Canada plans to scale back its airport screening for SARS, including by suspending the use of fever-detecting scanners, a World Health Organization official confirmed Wednesday.
Health Minister Anne McLellan was expected to announce the policy shift later Wednesday, The Canadian Press reported, citing an anonymous source.
In Geneva, WHO spokesman Dick Thompson said Canada informed the U.N. agency about the changes.
“We supported their decision,” Thompson told Canadian Press. “This is a decision each country has to make about resource allocation. And without SARS circulating in humans, we have no recommendations at this time about screening.”

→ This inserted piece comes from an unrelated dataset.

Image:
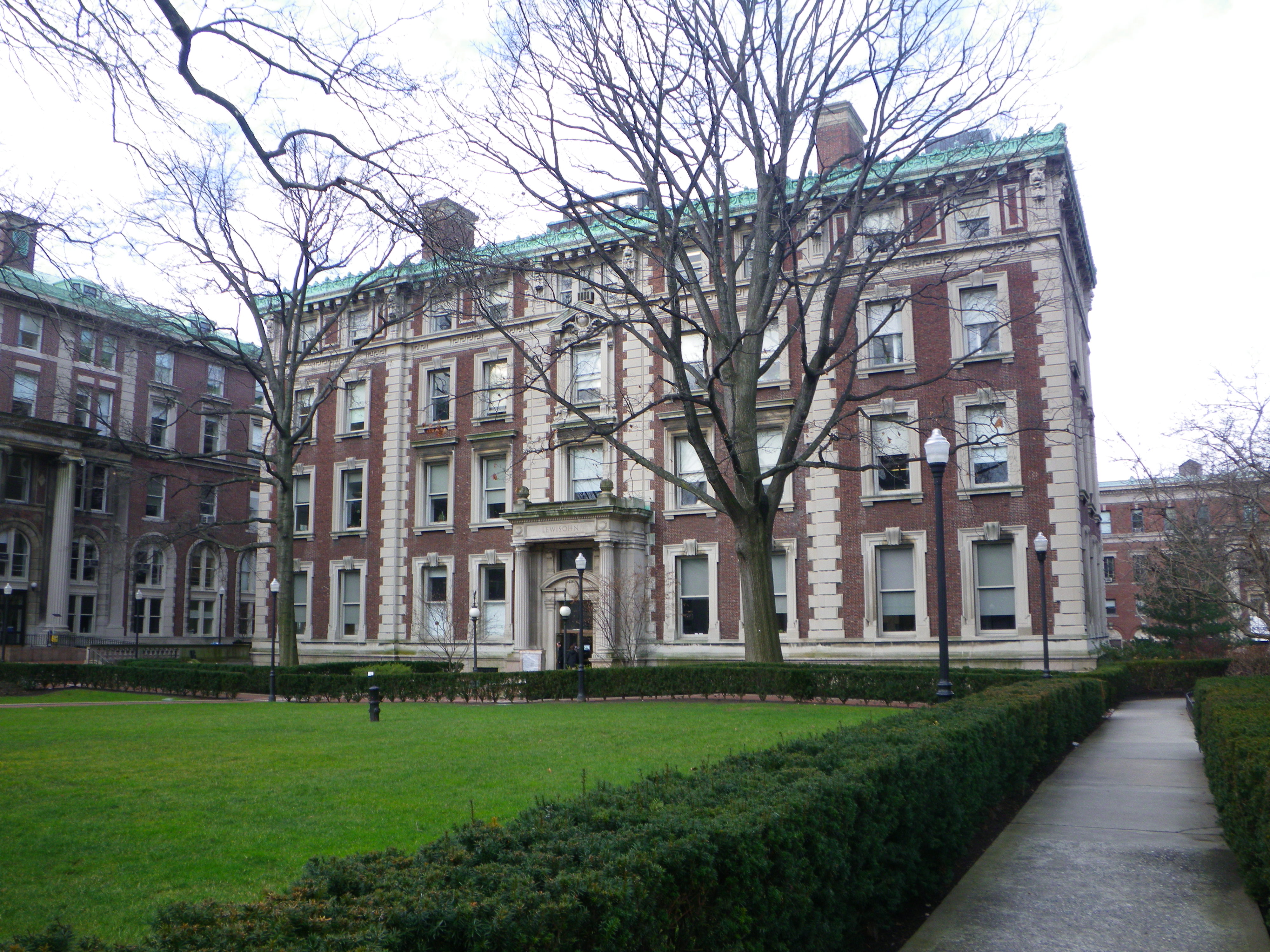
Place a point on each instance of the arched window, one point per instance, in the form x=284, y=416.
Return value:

According to the report, screening can be reinstated within 48 hours if another outbreak of severe acute respiratory syndrome occurs.
The disease killed 44 people in the Toronto and sickened more than 200 others in two outbreaks earlier this year.
At one point, the WHO issued a warning against unnecessary travel to Canada, partly because the Canadian government was slow to begin screening incoming passengers for fever and other SARS symptoms.
Canada’s last new case of SARS occurred in June. The disease also stopped circulating in Asia, where it originated.
The screening program for international travelers included temperature scanners at airports in Toronto and in Vancouver, British Columbia. Health officials questioned their effectiveness, noting the scanners did not detect any SARS cases.